Dopo tre anni
si conclude l’esperienza di Roberto Solomita alla guida del PD provinciale. Ultimo della “trilogia del Secchia”, dopo Stefano Bonaccini e Davide Baruffi, Solomita è in realtà asceso ai vertici del partito più per meriti propri che per l’effetto traino dei suoi pur illustri predecessori e amici. Di Davide Baruffi è stato capo di gabinetto ai tempi del secondo mandato a Soliera. Quando Baruffi, fra il 2006 e il 2007, è diventato coordinatore della segreteria dei DS, poi confluiti nel PD. PD del quale lo stesso Baruffi è diventato segretario provinciale nel 2010, al traino di Bonaccini eletto segretario regionale. Ma rispetto ad essi, che negli anni si sono autocandidati e autopromossi a ruoli di primo piano a livello regionale, nazionale e europeo, Solomita ha puntato più che altro alle vittorie del partito. Puntando e ottenendo che in ogni comune – tranne forse Mirandola – venissero davvero scelti i candidati migliori a prescindere da correnti e correntine. Portando a casa vittorie un po’ ovunque, in alcuni casi clamorose per il divario nei confronti delle destre – come nella fascia Modena, Carpi e Soliera – in altri per l’esito stesso, come a Sassuolo e in tutta la zona ceramica.

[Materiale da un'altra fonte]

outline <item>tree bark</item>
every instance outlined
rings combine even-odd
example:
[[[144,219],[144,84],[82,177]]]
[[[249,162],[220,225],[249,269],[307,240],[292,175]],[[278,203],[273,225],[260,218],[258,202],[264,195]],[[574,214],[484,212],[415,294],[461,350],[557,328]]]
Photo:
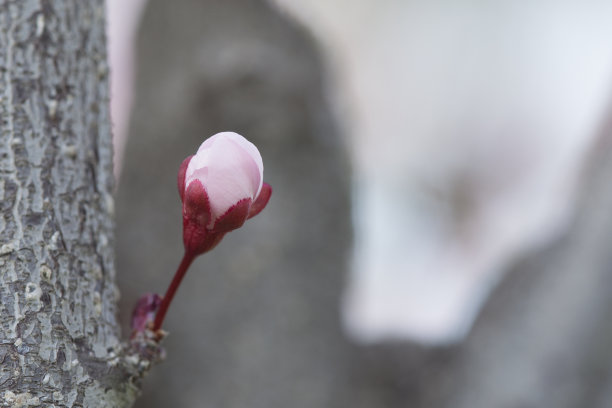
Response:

Ma il vero capolavoro politico di Solomita è stato a Modena. Dove vista l’oggettiva e insuperabile difficoltà nella quale s’è trovato il partito dei “10 piccoli indiani” - usando la definizione data dal commissario di Azione, Paolo Zanca - è riuscito a risolvere d’un botto i problemi grazie all’intuizione di candidare Massimo Mezzetti. Da lui corteggiato per mesi e mesi, visto che le difficoltà le aveva previste ben prima degli altri, assieme al repubblicano Paolo Ballestrazzi. Solomita ha mostrato di avere tutt’altro spessore e qualità, sempre politicamente parlando, rispetto alla segretaria cittadina Federica Venturelli. Che pur avendo la responsabilità politica e organizzativa di quelle primarie mancate, e pur essendosi nonostante tutto autopromossa in giunta, oggi deve ancora presentare le dimissioni dalla segreteria, nonostante l’oggettiva incompatibilità con il suo ruolo nell’esecutivo locale. Perché – almeno a leggere le interviste di questi giorni – il suo ruolo è necessario all’ex sindaco Giancarlo Muzzarelli per avere qualche chance alle regionali del prossimo autunno. Perché già dai primi interventi programmatici e operativi della giunta Mezzetti, si nota la marginalizzazione in atto del predecessore. Mezzetti, con piccole e grandi cose, sta avviando un nuovo dialogo con la città e la politica tutta – mentre l’unico dialogo politico veramente noto a Muzzarelli è sempre stato il soliloquio.
Non è un caso che Solomita, di Mezzetti, ne sia diventato il capo di gabinetto e forse l’uomo più vicino e fidato nel nuovo esecutivo. Non tanto per le seppur indiscusse capacità amministrative. Quanto per il fiuto politico, per la vicinanza politica e per quella culturale.Ma anche per la sua indipendenza di pensiero – senza la quale non ci sarebbe stato nessun Mezzetti a Modena. Perché Solomita nella sua gestione ha certamente usufruito dell’appoggio di Bonaccini e Baruffi, ma si è sempre dimostrato indipendente e capace di far valere le proprie ragioni. Come nel dibattito sul confitto fra Ucraina e Russia organizzato a gennaio 2023 da
La Pressa, dove Solomita – a confronto con lo storico Giovanni Fantozzi, Lanfranco Turci di Mvp e Luciano Lago de La Terra dei Padri - si confrontò apertamente e dicendo cose scomode anche per il suo partito. A differenza di essi, poi, Solomita non ha mai manifestato quell’arroganza e quell’antipatia che sono proprie del potere. Anzi: si mostra anche capace di ironia e autoironia, riuscendo a dire in assemblea provinciale: “so che siamo più abituati, e forse a nostro agio, con l’analisi della sconfitta.
Ma facciamocene una ragione: queste elezioni le abbiamo vinte”. Difficile in effetti fare meglio. A lui non mancherà il PD, ma al PD mancherà lui.